A Dictionary of Music and Musicians/Harmonic Stops

From volume 1 of the work.

1504721A Dictionary of Music and Musicians — Harmonic StopsGeorge GroveEdward John Hopkins


HARMONIC STOPS are organ stops, the upper pipes of which do not produce the sound that would be expected, having regard to their length, but the octave to that sound. They have been known in Germany for nearly two hundred years. The 'violoncello, 8 feet pitch' on the Pedal organ at Weingarten, made in the first half of last century, is in reality 16 feet in length, of tin, and 3½ inches in diameter.

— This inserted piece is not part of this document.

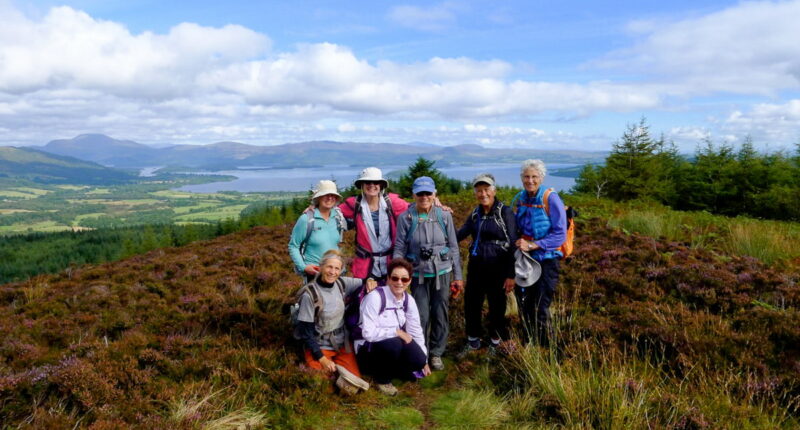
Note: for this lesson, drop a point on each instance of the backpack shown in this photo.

Harmonic stops have in recent years come into great favour, in the first instance through the careful and successful experiments of the eminent French builder, M. Cavaillé-Coll, of Paris. Guided by the fact that performers upon wind instruments exercise a greater pressure of wind for the production of the higher notes than the lower, the above ingenious builders applied the same principle to some of their organ registers, with the most excellent result. In this manner they produced the stops—most of which have been naturalised in England—called 'Flute Harmonique, 8 pieds,' 'Flute Octaviante, 4 pieds,' 'Trompette Harmonique, 8 pieds,' etc. At first only a few experimental pipes were made to test the soundness of the theory, for the resistance presented to the finger by the highly compressed air was so excessive as to prevent their adoption in practice; but the invention of the Pneumatic lever removed this objection, and Harmonic Stops and the Pneumatic attachment were introduced together for the first time, in Cavaillés fine organ in the abbey church of St. Denis, near Paris, finished in 1841. Very effective Harmonic Flutes, though naturally less powerful, are frequently voiced upon a wind of the ordinary strength when there is a copious supply of it.